2 boats left the harbour at the same time. One travelled at 10km/h on a course of 47 degrees. from the north. the other travelled 8km/h on a course of 79 degrees. how far apart were the boats after 45 minutes to th nearest tenth of a kilometre.
the angle between their courses is 32°
using the law of cosines, the distance between the ships is thus
d^2 = (10*3/4)^2 + (8*3/4)^2 - 2*(10*3/4)(8*3/4) cos 32°
d^2 = 15.93
d = 4.0 km
To find the distance between the two boats after 45 minutes, we need to calculate the distance each boat has traveled in that time.
Let's start with the boat traveling at 10 km/h on a course of 47 degrees from the north.
Distance traveled by boat 1 in 45 minutes = (10 km/h) * (45/60) hours
= 7.5 km
Now, let's calculate the distance traveled by the boat traveling at 8 km/h on a course of 79 degrees.
Distance traveled by boat 2 in 45 minutes = (8 km/h) * (45/60) hours
= 6 km
Next, we will use the law of cosines to find the distance between the two boats.
cos(d) = cos(90 - θ1) * cos(90 - θ2) + sin(90 - θ1) * sin(90 - θ2) * cos(γ)
Where:
d is the distance between the two boats
θ1 and θ2 are the angles of courses of the two boats from the north
γ is the difference between the two angles of courses
In this case, θ1 = 47 degrees, θ2 = 79 degrees, and γ = θ2 - θ1 = 79 - 47 = 32 degrees.
cos(d) = cos(90 - 47) * cos(90 - 79) + sin(90 - 47) * sin(90 -79) * cos(32)
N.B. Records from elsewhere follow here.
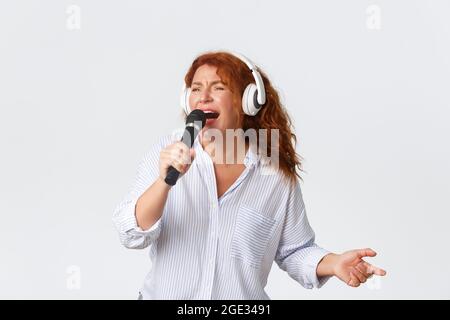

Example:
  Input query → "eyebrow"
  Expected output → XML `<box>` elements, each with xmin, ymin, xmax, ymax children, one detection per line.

<box><xmin>192</xmin><ymin>80</ymin><xmax>225</xmax><ymax>86</ymax></box>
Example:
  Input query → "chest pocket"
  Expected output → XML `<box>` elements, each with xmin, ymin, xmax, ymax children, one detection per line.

<box><xmin>231</xmin><ymin>206</ymin><xmax>276</xmax><ymax>268</ymax></box>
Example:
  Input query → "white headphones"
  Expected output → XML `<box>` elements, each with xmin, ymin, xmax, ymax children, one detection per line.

<box><xmin>180</xmin><ymin>53</ymin><xmax>266</xmax><ymax>116</ymax></box>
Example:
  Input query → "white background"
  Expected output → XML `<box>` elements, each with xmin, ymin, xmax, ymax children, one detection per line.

<box><xmin>0</xmin><ymin>0</ymin><xmax>450</xmax><ymax>299</ymax></box>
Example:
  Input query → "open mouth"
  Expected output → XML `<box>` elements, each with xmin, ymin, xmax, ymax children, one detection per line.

<box><xmin>203</xmin><ymin>110</ymin><xmax>220</xmax><ymax>120</ymax></box>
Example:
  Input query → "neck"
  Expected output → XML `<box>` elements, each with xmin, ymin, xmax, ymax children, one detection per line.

<box><xmin>200</xmin><ymin>130</ymin><xmax>249</xmax><ymax>167</ymax></box>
= cos(43) * cos(11) + sin(43) * sin(11) * cos(32)
= 0.683 + 0.891 * 0.192
= 0.683 + 0.170
= 0.853
Now, we can calculate the distance between the two boats using the inverse cosine function:
d = acos(0.853)
≈ 30.26 degrees (rounded to the nearest tenth)
Therefore, the boats are approximately 30.3 km apart after 45 minutes.
To find the distance between the two boats after 45 minutes, we can use the concept of vectors. Let's break down the problem into smaller steps:
1. Convert 45 minutes to hours. Since there are 60 minutes in an hour, 45 minutes is equal to 45/60 = 0.75 hours.
2. Use the formula v = d/t to find the distance traveled by each boat. The first boat traveled at 10 km/h for 0.75 hours, so the distance it traveled is 10 km/h * 0.75 h = 7.5 km. The second boat traveled at 8 km/h for 0.75 hours, so the distance it traveled is 8 km/h * 0.75 h = 6 km.
3. Convert the courses of the boats to angles in radians. To convert from degrees to radians, use the formula radians = degrees * (pi/180). The course of the first boat is 47 degrees, so the angle in radians is 47 * (pi/180) = 0.8203 radians. The course of the second boat is 79 degrees, so the angle in radians is 79 * (pi/180) = 1.3788 radians.
4. Calculate the horizontal and vertical components of the distance traveled by each boat using trigonometry. The horizontal component is given by distance * cos(angle), and the vertical component is given by distance * sin(angle).
For the first boat:
- Horizontal component = 7.5 km * cos(0.8203 radians) = 7.5 km * 0.6734 = 5.0505 km
- Vertical component = 7.5 km * sin(0.8203 radians) = 7.5 km * 0.7390 = 5.5426 km
For the second boat:
- Horizontal component = 6 km * cos(1.3788 radians) = 6 km * 0.1752 = 1.0511 km
- Vertical component = 6 km * sin(1.3788 radians) = 6 km * 1.3595 = 8.1570 km
5. Subtract the horizontal and vertical components of the two boats to find the distance between them. Use the distance formula: distance = sqrt((x2 - x1)^2 + (y2 - y1)^2), where (x1, y1) and (x2, y2) are the coordinates of the two boats.
- Horizontal distance = 5.0505 km - 1.0511 km = 3.9994 km
- Vertical distance = 5.5426 km - 8.1570 km = -2.6144 km
Since the vertical distance is negative, it means that the second boat is below the first boat. To find the actual distance between them, we can use Pythagoras' theorem: distance = sqrt(horizontal distance^2 + vertical distance^2) = sqrt((3.9994 km)^2 + (-2.6144 km)^2) = sqrt(15.995 km^2 + 6.8334 km^2) = sqrt(22.8284 km^2) = 4.77 km (rounded to the nearest tenth).
Therefore, the two boats are approximately 4.8 km apart after 45 minutes.